Я отогнала непрошенную ностальгию и прагматически подумала о другом: если такую мать, которая к тому же открыто провозглашает свою «пофигистичность», давно достала необычность ее дочери, то что же представляет собой ее дочь?

Девочки с моей посетительницей не было, но я уже знала, что ее зовут Виолетта и ей 12 лет. Мать воспитывает дочь одна, с мужем развелись, когда девочке было пять. Отношения дочери с отцом существуют, они, можно сказать, даже хорошие, но не близкие. К бо́льшей близости никто не стремится: ни отец, ни сама Виолетта.

— Чем вы занимаетесь?

— Преподаю на филфаке. В университете.

Ну конечно.
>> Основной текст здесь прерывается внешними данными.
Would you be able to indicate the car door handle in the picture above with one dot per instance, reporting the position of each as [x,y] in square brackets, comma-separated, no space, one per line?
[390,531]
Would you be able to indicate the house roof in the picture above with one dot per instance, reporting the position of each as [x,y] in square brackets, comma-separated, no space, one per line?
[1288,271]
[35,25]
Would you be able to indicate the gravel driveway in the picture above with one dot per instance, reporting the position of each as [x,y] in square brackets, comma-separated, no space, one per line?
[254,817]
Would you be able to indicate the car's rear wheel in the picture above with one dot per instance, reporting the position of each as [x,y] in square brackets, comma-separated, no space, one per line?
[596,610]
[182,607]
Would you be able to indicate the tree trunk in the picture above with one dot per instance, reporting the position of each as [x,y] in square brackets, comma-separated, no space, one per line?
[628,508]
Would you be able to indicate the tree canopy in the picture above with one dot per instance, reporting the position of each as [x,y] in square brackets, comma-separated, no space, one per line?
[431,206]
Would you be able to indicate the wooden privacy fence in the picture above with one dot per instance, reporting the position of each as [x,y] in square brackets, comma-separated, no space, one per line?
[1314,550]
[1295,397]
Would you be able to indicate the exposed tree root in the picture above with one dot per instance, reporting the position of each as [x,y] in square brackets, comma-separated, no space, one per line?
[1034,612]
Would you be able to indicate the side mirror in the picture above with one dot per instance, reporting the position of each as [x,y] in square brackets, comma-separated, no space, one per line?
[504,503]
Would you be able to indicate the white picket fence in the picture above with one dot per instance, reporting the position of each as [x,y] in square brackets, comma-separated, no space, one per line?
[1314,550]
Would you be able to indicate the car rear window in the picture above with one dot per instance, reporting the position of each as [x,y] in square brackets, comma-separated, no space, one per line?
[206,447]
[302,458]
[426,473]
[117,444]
Почему-то я так и думала. Даже не стала спрашивать, в каком университете, чтобы не разочаровываться (во времена моей юности университет в городе был один — это сейчас всякие занюханные институты поназывали себя университетами и академиями).
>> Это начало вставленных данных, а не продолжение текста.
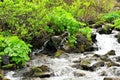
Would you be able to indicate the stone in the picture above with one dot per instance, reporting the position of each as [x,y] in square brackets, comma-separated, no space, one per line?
[93,37]
[107,78]
[118,37]
[78,74]
[39,71]
[98,64]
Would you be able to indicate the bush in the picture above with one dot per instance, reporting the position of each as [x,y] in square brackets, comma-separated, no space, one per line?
[86,10]
[61,21]
[15,48]
[23,18]
[117,24]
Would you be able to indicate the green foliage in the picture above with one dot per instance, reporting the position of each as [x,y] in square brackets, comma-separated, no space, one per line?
[111,16]
[117,24]
[64,21]
[15,48]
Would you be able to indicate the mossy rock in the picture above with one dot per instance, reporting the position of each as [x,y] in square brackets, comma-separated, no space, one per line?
[39,71]
[8,66]
[1,76]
— Расскажите подробней, что беспокоит в Виолетте вас и учительницу.

— Да меня, я ж сказала, ничего не беспокоит, — с дотошностью филолога уточнила моя посетительница. — Достало просто.

— Хорошо, — терпеливо уточнила в свою очередь я. — Расскажите о том, что вас достало.

— Она меня контролирует все время. То есть пытается контролировать.

— Манипуляции?

Я не была удивлена. Такой матерью ребенку грех не попытаться манипулировать. Тем более что они живут вдвоем.

— Да нет, я же сказала — контролировать, — женщина пожала плечами, видимо, удивляясь непониманию. — Она манипулировать не умеет. Слишком примитивна для этого. Плюс она совершенно повернута на том, что все должно быть вовремя и как положено. Чуть ли не с рождения это проявлялось.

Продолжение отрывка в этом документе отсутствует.